BMPs, TGFβ, and border security at the interzone.

Synovial joints enable movement and protect the integrity of the articular cartilage. Joints form within skeletal condensations destined to undergo chondrogenesis. The suppression of this chondrogenic program in the interzone is the first morphological sign of joint formation. While we have a fairly good understanding of the essential roles of BMP and TGFβ family members in promoting chondrogenic differentiation in developing skeletal elements, we know very little about how BMP activity is suppressed specifically within the interzone, a crucial step in joint development. The function of the BMP ligand Gdf5 has been especially difficult to decipher. On the one hand, Gdf5 is required to promote chondrogenesis of articular elements. On the other hand, Gdf5 is highly expressed in the joint interzone where chondrogenesis must be suppressed for the formation of many joints.

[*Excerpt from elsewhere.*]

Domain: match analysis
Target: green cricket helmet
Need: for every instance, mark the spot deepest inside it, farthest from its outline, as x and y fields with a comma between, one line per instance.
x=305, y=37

Here we review the evidence that BMP signaling must be suppressed within the joint interzone for joint morphogenesis to progress, and consider how Gdf5 exerts its divergent effects on chondrogenesis and joint formation. We also consider how TGFβ signaling impacts formation of the interzone. Finally, we propose a model whereby Gdf5 exerts distinct effects in the interzone vs. surrounding cartilage based on the repertoire of BMP receptors available in these tissues. Understanding how BMP antagonists and counteracting TGFβ signals intersect with Gdf5 to sculpt the joint interzone is essential for understanding the origin of osteoarthritis and other diseases of joint tissues.